Norman Cooper recalled the ABC on Saturday Mornings while Sharon Bell reminisced: “Ritz ABC then Cannon when I worked there till 96 great place.”

June Humphries “Went to Saturday morning pictures” and Trevor Lynn said his favourite film was Rocky 4.

Marie Pentland said The Godfather was her favourite while Andrew Marc Halverson said he went to see “The Goodies about 13 times.”

Lesley Archie recalled Quadrophenia 1979 while Deborah Thirtle said: “Jaws!!!”

There were plenty of other favourites including Star Wars for Doug Charlton, From Dusk Til Dawn for Tracey Parkin and Get Carter more than 40 years ago for Brian Dacres.

But Ian Binyon had a very different favourite from 45 years ago.
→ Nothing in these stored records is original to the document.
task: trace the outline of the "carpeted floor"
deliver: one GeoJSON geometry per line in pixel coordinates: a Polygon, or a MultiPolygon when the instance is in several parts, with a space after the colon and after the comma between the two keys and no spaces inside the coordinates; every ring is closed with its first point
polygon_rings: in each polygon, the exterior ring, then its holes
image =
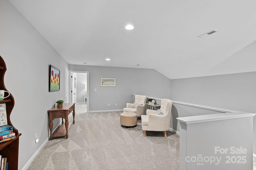
{"type": "Polygon", "coordinates": [[[68,139],[49,141],[28,169],[179,169],[178,135],[168,131],[165,138],[162,132],[147,132],[144,138],[141,120],[136,127],[122,127],[121,113],[87,113],[76,106],[68,139]]]}

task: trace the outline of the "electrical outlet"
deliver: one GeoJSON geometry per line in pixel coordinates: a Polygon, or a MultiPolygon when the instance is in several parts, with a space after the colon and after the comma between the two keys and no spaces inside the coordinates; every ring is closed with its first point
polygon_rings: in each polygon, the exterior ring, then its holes
{"type": "Polygon", "coordinates": [[[37,143],[38,142],[39,140],[39,139],[38,139],[38,137],[37,137],[37,134],[36,133],[35,134],[35,142],[36,143],[37,143]]]}

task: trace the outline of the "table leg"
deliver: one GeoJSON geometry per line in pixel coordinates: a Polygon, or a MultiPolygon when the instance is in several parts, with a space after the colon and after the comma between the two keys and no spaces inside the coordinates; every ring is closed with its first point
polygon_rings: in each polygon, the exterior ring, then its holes
{"type": "Polygon", "coordinates": [[[73,111],[73,124],[74,125],[75,124],[75,115],[76,115],[76,112],[75,112],[75,110],[74,109],[73,111]]]}
{"type": "Polygon", "coordinates": [[[66,119],[65,122],[65,126],[66,127],[66,138],[68,139],[68,119],[66,119]]]}
{"type": "Polygon", "coordinates": [[[50,140],[52,140],[52,121],[49,121],[49,128],[50,128],[50,140]]]}

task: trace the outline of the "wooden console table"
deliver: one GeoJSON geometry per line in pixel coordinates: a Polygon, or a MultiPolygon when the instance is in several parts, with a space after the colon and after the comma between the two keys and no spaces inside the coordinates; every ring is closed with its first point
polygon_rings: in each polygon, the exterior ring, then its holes
{"type": "Polygon", "coordinates": [[[68,115],[73,111],[73,124],[75,124],[75,104],[74,103],[64,103],[62,107],[56,107],[48,111],[49,118],[49,128],[50,135],[50,140],[53,138],[66,137],[68,137],[68,131],[72,123],[68,124],[68,115]],[[62,118],[62,124],[52,135],[52,120],[55,118],[62,118]],[[65,119],[65,126],[63,123],[63,118],[65,119]]]}

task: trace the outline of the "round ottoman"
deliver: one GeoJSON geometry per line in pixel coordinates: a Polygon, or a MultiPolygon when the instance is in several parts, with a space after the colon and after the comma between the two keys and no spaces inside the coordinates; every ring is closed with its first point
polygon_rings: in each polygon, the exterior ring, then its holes
{"type": "Polygon", "coordinates": [[[132,112],[124,112],[120,114],[120,123],[122,127],[126,128],[137,126],[137,114],[132,112]]]}

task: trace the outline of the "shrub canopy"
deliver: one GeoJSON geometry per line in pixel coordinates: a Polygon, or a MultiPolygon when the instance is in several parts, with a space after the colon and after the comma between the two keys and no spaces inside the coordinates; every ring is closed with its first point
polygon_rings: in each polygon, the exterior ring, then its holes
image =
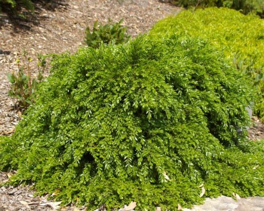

He watched the 1973 FA Cup Final there.

Rachel Bosanko liked both Titanic and The Mask while Steve Stewart loved Rocky and said: “Proper class.”

We also heard from Alan Mitcheson who said: “My two favourite cinemas were the Grand at Ryhope, and the Regent at Grangetown.

“The first film I saw at the Grand was about 1938, when I saw Tod Slaughter in ‘The Ticket to Leave Man’. Shortly afterwards it was Tod Slaughter again in ‘The Face at the Window’, a horror film. But in those days there was no restriction for children attending these films. Tod Slaughter was born in Newcastle, and went on to make a number of similar films.

“The Grand still stands near St Paul’s Church and is to be taken down eventually and rebuilt at Beamish Museum. My early attendances were at the front seats known as ‘The Dog-end’ and were wooden benches. The better seats were further back and in the Circle. Later films were Louis Hayward in ‘The Man in the Iron Mask’ and Gary Cooper in ‘The Westerner’, also starring Walter Brennan as Judge Roy Bean.

“My first visit to The Regent was to see Errol Flynn in ‘The Adventures of Robin Hood’. This was about 1938 also. This cinema was very ‘posh’ with luxurious seats and carpeted floor. In those days queuing was always the thing to face and would stretch right down to opposite Windsor Terrace.

“During the war, if an air raid happened during a performance, notification of this was projected onto the screen should anyone wish to leave.

“At the Grand, Mr. Jack Money was always there to keep control of anyone being noisy, and would shine his torch on them and ask them to keep quiet.”